Victoria stood up and walked over to Changmin, “I’m sorry for laughing, honey. But do me a favor and take a shower. You have a meeting in forty minutes. Your purple tie is dirty so…“
Sooyoung listened to Victoria’s calm voice go on and on about Changmin’s day, watching her softly rub Changmin’s shoulders and smooth his hair as she talked. She watched Changmin relax under her touch, constantly nodding after every few words.
It took Sooyoung a moment to realize that the room smelled of his perfume, not hers. Suddenly, the photographs by the fireplace made sense. And so did the gripping feeling at the pit of her stomach. It wasn’t Victoria’s apartment… it was Changmin’s.
Days turned into months, and Sooyoung continued to mix drinks and smile for tips behind the counter. Changmin still sat at the other side, stacking salted pretzels and sipping beer. But happy hour wasn’t for questions anymore because Sooyoung stopped answering them.
It was an October night when she decided to speak again. Wiping the counter clean for the night, she said “She’s perfect.”
“I don’t want perfect, Soo.”
“You don’t have to want it. She’s perfect for you.”
Changmin did not want to argue. He did not want to talk about Victoria’s sacrifices or which level of perfection she had. He just want to own the love he now had.

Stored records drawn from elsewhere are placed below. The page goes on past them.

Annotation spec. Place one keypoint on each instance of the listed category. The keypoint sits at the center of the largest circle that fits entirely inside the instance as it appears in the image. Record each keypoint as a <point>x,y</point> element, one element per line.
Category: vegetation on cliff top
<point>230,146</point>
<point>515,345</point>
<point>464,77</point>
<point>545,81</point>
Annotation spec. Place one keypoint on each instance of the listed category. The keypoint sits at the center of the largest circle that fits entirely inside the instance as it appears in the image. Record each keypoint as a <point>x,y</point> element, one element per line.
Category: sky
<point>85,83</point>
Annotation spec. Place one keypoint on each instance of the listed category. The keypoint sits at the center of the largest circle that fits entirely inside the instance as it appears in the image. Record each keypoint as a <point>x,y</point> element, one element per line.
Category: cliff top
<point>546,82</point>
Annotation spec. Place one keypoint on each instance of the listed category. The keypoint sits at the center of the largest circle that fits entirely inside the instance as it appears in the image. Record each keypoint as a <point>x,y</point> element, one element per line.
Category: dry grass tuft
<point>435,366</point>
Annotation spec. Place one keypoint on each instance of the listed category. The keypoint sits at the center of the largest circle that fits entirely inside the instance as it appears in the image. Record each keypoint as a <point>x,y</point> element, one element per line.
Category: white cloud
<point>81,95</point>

“Do you believe in love at first sight?”
“Yes.”
“Why?”
“Because I fell in love with you.”
This story ends as Choi Sooyoung leaves her shoes by the footbridge, praying that she wouldn’t wobble or fall or unluckily faint. Her hair looks bleached under the sunlight, and the wind gathers her dress up to her knees. She continues barefoot along the path of peonies and dandelions, wondering why the soil beneath her feet wasn’t as tepid as the mid-summer sun.

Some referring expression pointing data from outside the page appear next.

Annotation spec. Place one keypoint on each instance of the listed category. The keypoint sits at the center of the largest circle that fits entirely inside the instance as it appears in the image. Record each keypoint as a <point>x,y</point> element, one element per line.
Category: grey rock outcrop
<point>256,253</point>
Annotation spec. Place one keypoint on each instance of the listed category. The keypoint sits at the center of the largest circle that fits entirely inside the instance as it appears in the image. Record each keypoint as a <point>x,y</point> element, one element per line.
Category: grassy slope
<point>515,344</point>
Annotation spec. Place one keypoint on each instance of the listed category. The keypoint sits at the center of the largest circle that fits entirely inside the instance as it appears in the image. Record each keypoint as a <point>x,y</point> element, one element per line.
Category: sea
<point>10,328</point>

The meadow, the spring gurgling under the bridge, and the faint sweet smell of the breeze all shared her secret- that she does believe in love at first sight as the man she met one snowless winter ordered a mint julep and gave her a shiver that reached her heart.
It is a love from a long time ago, yet it is a love still true. Her eyes still searched for his, her hand waiting to be held again, and the sprig of mint she kept in the pocket of her apron has never wilted. As Sooyoung walked further and further down the trail, she was sure- it was love at first, second, third, tenth, fifteenth, a hundredth sight.
And past the fluttering petals drafting through soft melody and a blur of eager smiles, there Shim Changmin stands at the end of the aisle
-watching his bride-to-be look a little less radiant than the woman he loves walking before her.